Loi de finances rectificative pour 2012

(1ère lecture)

(n° 204 , 213 )

N° 195

13 décembre 2012


 

AMENDEMENT

présenté par

C Demande de retrait
G Demande de retrait
Retiré

MM. MÉZARD, COLLIN, C. BOURQUIN, FORTASSIN, ALFONSI, BARBIER, BAYLET, BERTRAND, CHEVÈNEMENT, COLLOMBAT et HUE, Mme LABORDE et MM. MAZARS, PLANCADE, REQUIER, TROPEANO, VALL et VENDASI


ARTICLE ADDITIONNEL APRÈS ARTICLE 36


Après l'article 36

Insérer un article additionnel ainsi rédigé :

I. – L’article 1635 bis Q du code général des impôts est abrogé.

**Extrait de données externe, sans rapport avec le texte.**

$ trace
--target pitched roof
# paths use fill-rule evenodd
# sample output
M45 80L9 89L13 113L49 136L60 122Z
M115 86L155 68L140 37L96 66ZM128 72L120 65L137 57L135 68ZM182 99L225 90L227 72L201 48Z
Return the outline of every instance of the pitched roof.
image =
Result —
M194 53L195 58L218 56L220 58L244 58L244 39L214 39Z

II. – 1. Les deuxième et troisième alinéas de l'article 21-1 de la loi n° 71-1130 du 31 décembre 1971 portant réforme de certaines professions judiciaires et juridiques sont supprimés.

2. L'article 28 de la loi n° 91-647 du 10 juillet 1991 relative à l'aide juridique est ainsi modifié :

a) Après le mot : « juridictionnelle », la fin de la première phrase est supprimée ;

b) Après le mot : « achevées », la fin de la seconde phrase est supprimée.

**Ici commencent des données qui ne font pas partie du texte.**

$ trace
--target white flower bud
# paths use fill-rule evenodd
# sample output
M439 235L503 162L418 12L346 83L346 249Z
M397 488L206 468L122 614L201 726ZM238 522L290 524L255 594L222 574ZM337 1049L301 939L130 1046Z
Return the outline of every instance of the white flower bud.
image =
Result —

III. – Les pertes de recettes résultant pour le Conseil national des barreaux de la suppression de la contribution pour l’aide juridique sont compensées à due concurrence par une augmentation de la taxe spéciale sur les contrats d'assurance dont le surcroît de ressources ainsi dégagé est affecté à ce dernier.

Objet

Cet amendement vise à supprimer la contribution pour l’aide juridique instituée par l’article 54 de la loi de finances rectificative pour 2011 du 29 juillet 2011. Ce droit de 35 euros versé par tout justiciable introduisant une instance en matière civile, commerciale, prud'homale, sociale, rurale ou administrative est destiné à financer l’aide juridictionnelle. Il n’en constitue pas moins un frein à l’accès au juge et une limite au droit à un recours effectif. Le financement de l’aide juridictionnelle ne peut se faire en pénalisant l’ensemble des justiciables, et en particulier ceux, modestes mais non éligibles à l’aide de l’Etat. Il est donc proposé de compenser la suppression de cette taxe par une majoration de la taxe spéciale sur les conventions d’assurance due au titre des contrats de protection juridique.